There's a chance earlier shows could be retooled for 4K without simply upsampling an HD master. A show like Knights of Sidonia, an all-digital production rendered using 3D CGI techniques, could conceivably be regenerated in 4K from its original source material, but it's an open question who would foot the bill for such a project, or whether it would be seen as worthy of the investment. (Knights was distributed Stateside by Netflix, a service that touts its 4K-native content roster as a selling point, but the show wasn't available in 4K when it debuted on Netflix, so I'm not inclined to think it would be reworked for that format.)
Old wine in new(er) bottles
All this aside, there are ways I think anime could benefit from 4K video and UHD BD as a delivery vehicle. Both involve using the existing masters — the 1080p or even 480p masters — but using the higher storage capacity and better compression algorithms available in the new format as a way to repackage and redeliver that material.
One common, if minor, complaint about anime on BD is how the compression used for BD can sometimes produce artifacts in the kinds of images commonly seen in anime. Areas of solid color with subtle gradations often break up into coarse bands. The H.265 codec for UHD BD, though, is said to provide compression that minimizes such issues. To that end, even if there's no 4K master available for a title, an existing 1080p master could be compressed using H.265 and look that much better -- higher color depth, less artifacts — and use the same or less space it did when compressed for conventional BD.
This leads into advantage #2. The greater amount of storage space available on a single UHD BD (66 GB, as opposed to a conventional BD's 50 GB) disc means you could pack that many more 1080p episodes of a show onto a single disc, and again without compromising quality. A few video distributors have flirted with something along these lines right now — e.g., the Discotek Media Blu-ray Disc edition of Samurai Pizza Cats. The content on the disc is standard-def, but a single Blu-ray Disc can hold a little over five times what a single DVD can hold, meaning an entire season's worth of DVD content can be packed onto a single BD with little or no loss in quality.

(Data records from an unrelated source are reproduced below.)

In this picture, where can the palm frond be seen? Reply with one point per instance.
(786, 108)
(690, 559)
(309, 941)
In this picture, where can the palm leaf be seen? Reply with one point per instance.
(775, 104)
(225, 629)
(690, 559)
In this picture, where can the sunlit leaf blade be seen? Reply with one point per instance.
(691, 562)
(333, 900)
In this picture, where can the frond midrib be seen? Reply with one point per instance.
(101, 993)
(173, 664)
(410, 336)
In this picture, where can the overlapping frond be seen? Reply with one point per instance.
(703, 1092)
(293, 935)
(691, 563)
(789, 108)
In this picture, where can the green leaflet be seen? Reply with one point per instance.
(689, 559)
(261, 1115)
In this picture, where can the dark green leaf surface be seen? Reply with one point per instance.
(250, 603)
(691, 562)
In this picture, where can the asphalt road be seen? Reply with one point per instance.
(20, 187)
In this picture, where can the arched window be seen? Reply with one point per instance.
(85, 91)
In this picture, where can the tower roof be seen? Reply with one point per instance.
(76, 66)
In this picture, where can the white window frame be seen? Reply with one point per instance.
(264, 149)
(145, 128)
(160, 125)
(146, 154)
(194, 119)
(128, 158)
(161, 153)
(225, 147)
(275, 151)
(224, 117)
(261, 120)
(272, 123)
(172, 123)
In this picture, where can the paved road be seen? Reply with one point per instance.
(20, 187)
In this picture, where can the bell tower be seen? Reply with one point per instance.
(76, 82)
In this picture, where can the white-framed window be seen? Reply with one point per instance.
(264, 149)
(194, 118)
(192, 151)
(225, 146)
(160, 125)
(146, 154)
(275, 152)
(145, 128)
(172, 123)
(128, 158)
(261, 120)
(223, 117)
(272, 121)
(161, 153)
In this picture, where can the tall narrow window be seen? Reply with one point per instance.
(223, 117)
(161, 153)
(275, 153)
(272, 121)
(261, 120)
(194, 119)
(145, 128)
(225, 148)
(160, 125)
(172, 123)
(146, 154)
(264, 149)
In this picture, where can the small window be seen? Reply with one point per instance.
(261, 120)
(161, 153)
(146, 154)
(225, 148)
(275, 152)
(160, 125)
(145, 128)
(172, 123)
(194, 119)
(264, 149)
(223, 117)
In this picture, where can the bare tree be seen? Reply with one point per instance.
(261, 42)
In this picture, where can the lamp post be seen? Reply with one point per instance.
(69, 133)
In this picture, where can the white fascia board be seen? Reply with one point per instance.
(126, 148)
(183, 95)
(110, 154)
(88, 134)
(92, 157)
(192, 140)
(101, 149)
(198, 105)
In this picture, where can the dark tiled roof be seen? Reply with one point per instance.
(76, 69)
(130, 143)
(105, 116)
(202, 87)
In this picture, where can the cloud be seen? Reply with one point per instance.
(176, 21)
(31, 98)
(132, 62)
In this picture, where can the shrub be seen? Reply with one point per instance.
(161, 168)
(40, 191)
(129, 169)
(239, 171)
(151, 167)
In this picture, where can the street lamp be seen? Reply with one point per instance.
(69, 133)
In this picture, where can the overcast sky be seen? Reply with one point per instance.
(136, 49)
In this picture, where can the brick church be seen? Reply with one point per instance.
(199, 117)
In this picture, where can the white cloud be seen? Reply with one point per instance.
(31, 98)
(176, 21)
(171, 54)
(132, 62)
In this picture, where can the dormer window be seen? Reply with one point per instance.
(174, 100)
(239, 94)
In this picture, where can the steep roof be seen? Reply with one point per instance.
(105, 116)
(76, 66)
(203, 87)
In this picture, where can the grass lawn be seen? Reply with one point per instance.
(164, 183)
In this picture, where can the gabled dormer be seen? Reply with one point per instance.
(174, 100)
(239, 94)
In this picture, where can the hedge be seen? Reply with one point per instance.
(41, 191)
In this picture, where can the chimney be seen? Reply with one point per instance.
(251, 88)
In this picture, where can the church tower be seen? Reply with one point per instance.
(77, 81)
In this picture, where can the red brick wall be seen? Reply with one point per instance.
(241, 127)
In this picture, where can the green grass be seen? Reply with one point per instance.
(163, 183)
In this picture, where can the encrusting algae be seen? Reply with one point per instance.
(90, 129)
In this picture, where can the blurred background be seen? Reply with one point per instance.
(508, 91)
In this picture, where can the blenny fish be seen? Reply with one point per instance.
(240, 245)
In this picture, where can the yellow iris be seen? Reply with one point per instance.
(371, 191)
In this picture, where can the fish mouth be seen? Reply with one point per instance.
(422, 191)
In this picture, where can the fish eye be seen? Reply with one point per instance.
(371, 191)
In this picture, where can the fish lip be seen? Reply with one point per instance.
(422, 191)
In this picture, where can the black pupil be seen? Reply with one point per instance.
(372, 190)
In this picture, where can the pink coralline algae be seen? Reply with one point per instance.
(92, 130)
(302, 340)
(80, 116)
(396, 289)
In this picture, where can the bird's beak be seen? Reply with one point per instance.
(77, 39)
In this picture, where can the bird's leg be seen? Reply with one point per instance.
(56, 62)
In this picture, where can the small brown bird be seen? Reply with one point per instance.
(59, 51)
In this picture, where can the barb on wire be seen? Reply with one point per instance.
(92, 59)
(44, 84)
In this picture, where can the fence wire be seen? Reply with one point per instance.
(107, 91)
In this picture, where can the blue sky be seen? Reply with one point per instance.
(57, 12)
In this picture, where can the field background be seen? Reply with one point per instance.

When Blu-ray Disc first appeared, I was excited about the possibility of niche material being brought to the format: anime, films from the Criterion collection, maverick distributors like Arrow or Synapse Films. It took time, but those things did happen, and what helped make it easier was how many existing backend production pipelines for home video already used HD as a mastering medium. 4K can't yet provide the same kind of benefit until there's enough existing native-resolution material for it to matter, and that's not happening anytime soon.
If anime does come to UHD BD, my guess it'll be be because the format provides new ways to deliver us existing content with more episodes per disc and fewer compression issues. It won't be because the majority of it makes use of a bigger picture. At least, not yet.